Nikhil Khandelwal, MD of Systematix Group, highlighted the domestic focus. He stated that "earnings growth, domestic liquidity, and progress in private-sector capital expenditure will be key variables to watch." He believes the market will favor firms with robust balance sheets, predictable cash flows, and disciplined capital allocation. The consolidation seen in 2025, therefore, might lay the groundwork for more sustainable, quality-driven returns rather than a broad-based rally.
Top Five Drivers for the Indian Market in 2026
According to a detailed report titled '2026: A better year for Indian stock market' by Geojit Research, five primary factors will steer market direction this year.

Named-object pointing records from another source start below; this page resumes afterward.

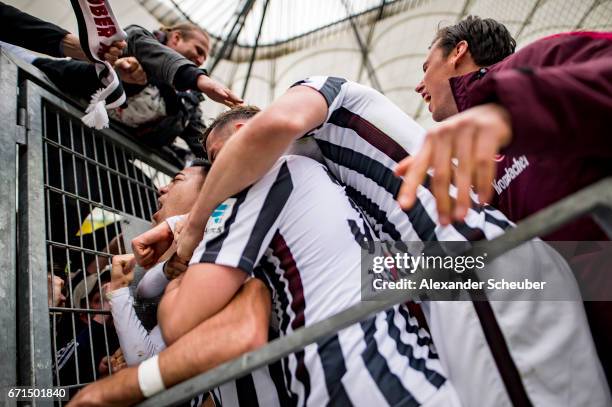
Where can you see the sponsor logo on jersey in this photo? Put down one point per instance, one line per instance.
(216, 222)
(510, 173)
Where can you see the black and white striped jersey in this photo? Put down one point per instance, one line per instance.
(364, 136)
(301, 227)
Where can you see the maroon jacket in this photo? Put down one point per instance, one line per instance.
(558, 91)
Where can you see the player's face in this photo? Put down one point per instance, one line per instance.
(435, 87)
(180, 194)
(195, 47)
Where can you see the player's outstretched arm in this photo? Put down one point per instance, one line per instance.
(240, 327)
(202, 291)
(250, 153)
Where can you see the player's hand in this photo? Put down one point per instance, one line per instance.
(217, 91)
(122, 271)
(149, 246)
(130, 71)
(118, 390)
(473, 137)
(115, 51)
(112, 364)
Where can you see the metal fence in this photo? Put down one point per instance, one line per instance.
(69, 195)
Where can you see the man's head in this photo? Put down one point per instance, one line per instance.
(456, 50)
(225, 125)
(189, 40)
(180, 194)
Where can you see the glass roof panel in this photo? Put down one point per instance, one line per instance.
(285, 19)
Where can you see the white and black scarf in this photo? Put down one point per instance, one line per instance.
(98, 29)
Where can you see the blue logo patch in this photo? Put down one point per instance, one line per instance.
(217, 214)
(216, 222)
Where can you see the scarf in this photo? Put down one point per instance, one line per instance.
(98, 29)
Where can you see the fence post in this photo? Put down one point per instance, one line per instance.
(32, 307)
(8, 229)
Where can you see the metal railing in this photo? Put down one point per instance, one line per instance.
(69, 194)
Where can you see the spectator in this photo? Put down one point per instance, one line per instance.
(32, 33)
(244, 319)
(545, 109)
(166, 106)
(79, 357)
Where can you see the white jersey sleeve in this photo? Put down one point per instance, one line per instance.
(136, 343)
(241, 228)
(153, 283)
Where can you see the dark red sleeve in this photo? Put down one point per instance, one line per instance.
(559, 95)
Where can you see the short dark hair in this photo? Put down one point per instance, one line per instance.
(185, 29)
(241, 112)
(489, 40)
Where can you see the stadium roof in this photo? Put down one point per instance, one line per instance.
(284, 19)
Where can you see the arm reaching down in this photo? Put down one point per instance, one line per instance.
(240, 327)
(206, 288)
(137, 344)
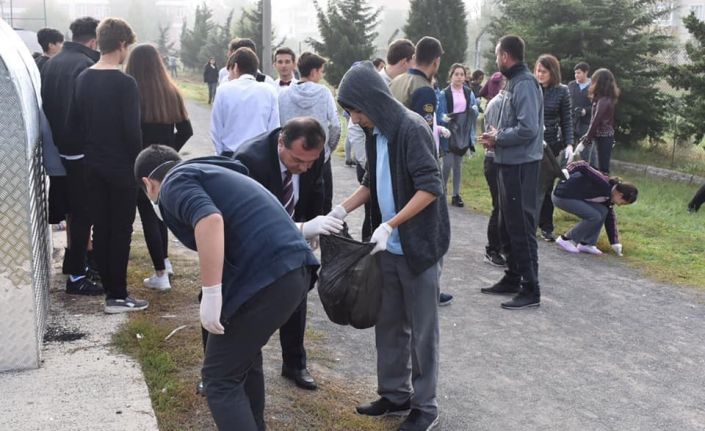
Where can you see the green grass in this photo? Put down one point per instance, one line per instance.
(659, 236)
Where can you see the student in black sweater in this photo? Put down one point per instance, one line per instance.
(164, 122)
(106, 109)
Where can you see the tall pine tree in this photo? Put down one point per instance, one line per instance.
(347, 35)
(617, 34)
(691, 78)
(445, 20)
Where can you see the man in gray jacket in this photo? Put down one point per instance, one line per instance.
(412, 232)
(308, 98)
(518, 146)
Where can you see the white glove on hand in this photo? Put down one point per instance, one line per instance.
(338, 212)
(444, 132)
(579, 149)
(321, 225)
(380, 237)
(211, 305)
(569, 154)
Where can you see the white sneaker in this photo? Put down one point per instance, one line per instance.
(157, 282)
(589, 249)
(167, 267)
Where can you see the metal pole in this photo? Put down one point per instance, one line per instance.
(267, 37)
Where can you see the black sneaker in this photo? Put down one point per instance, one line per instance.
(522, 301)
(548, 236)
(114, 306)
(419, 421)
(508, 285)
(83, 286)
(445, 299)
(384, 407)
(495, 259)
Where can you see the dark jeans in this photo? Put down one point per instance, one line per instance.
(155, 232)
(366, 223)
(698, 199)
(78, 221)
(212, 86)
(493, 237)
(112, 201)
(291, 337)
(327, 187)
(232, 368)
(517, 217)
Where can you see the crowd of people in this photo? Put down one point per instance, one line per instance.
(255, 209)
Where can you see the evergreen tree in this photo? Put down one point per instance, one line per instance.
(347, 35)
(193, 40)
(250, 26)
(617, 34)
(445, 20)
(691, 78)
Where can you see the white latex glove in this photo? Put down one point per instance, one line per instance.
(579, 149)
(569, 154)
(444, 132)
(321, 225)
(380, 237)
(211, 305)
(338, 212)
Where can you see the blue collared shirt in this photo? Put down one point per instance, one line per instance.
(385, 195)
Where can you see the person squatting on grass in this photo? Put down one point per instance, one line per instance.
(591, 196)
(255, 266)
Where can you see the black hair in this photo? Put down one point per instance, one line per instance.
(428, 49)
(304, 127)
(242, 42)
(46, 36)
(285, 51)
(83, 29)
(246, 60)
(399, 50)
(153, 162)
(582, 66)
(309, 61)
(514, 46)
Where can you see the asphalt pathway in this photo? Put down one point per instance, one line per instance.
(607, 349)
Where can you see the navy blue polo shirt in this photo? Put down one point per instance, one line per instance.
(262, 243)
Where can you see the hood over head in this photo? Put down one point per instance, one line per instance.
(362, 88)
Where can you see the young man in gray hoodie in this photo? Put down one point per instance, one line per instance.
(412, 232)
(308, 98)
(518, 146)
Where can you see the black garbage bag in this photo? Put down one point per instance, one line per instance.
(349, 282)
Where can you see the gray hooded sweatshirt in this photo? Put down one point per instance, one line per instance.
(308, 99)
(412, 162)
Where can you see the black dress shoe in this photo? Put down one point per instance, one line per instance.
(302, 378)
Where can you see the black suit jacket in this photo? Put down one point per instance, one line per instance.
(261, 157)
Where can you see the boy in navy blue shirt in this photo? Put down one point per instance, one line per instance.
(255, 267)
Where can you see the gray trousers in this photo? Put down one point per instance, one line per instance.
(454, 162)
(406, 334)
(592, 216)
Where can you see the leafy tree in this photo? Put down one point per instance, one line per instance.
(193, 40)
(691, 78)
(347, 35)
(617, 34)
(250, 26)
(445, 20)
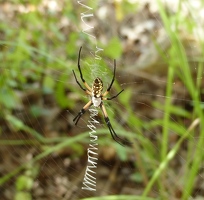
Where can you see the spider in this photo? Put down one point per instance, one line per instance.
(97, 98)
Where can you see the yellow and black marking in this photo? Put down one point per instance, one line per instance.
(97, 87)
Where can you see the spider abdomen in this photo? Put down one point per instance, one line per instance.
(97, 87)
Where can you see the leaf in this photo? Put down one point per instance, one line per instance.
(113, 49)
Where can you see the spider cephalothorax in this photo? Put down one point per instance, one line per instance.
(97, 98)
(97, 87)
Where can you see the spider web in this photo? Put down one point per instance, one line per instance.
(59, 175)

1. Steady GDP Growth and Policy Support: India's economy is projected to maintain steady growth, supported by strong domestic demand and controlled inflation. Initiatives like potential income tax cuts, GST rationalization, and the upcoming 8th Pay Commission are expected to boost household disposable income, spurring consumption.
2. Persistent External Headwinds: Geopolitical tensions and a tariff-heavy global trade environment continue to pose risks. U.S. tariffs have impacted manufacturing nations and global growth, while Mexico's 50% tariff on Indian imports adds complexity. China's blocking of critical minerals further strains supply chains.
3. The Exponential Rise of AI: The adoption of Artificial Intelligence is accelerating across sectors like tech, finance, and healthcare. With expanding use-cases and strong earnings visibility, AI's long-term fundamentals remain robust, supporting the next phase of growth for related companies.
4. Liquidity Boost and Economic Strength: The Reserve Bank of India (RBI) adopted an accommodative stance in 2025, cutting the repo rate by 125 basis points to 5.25%. With a subdued inflation outlook, further cuts in 2026 are possible. Improved system liquidity, aided by CRR cuts and open market operations, has upgraded the outlook for banks.
5. A Return to Positive Earnings: The phase of earnings downgrades appears largely over. Government reforms are expected to realign the corporate earnings outlook. Any positive resolution to global trade impasses could act as a major external trigger for markets.
Nifty Target and Concluding Outlook
Geojit Research notes that the Nifty50 is currently near its December 2025 base case target of 26,500. Looking ahead, the firm has marginally upgraded its base target for December 2026 to 29,150, implying a year-on-year return of about 12%. This projected growth is expected to be driven by a pickup in private capital expenditure, a recovery in the earnings cycle, and a moderation in global risk factors.
In summary, 2026 is poised to be a year where domestic fundamentals, selective investing, and navigating global crosscurrents will determine portfolio success in the Indian equity market.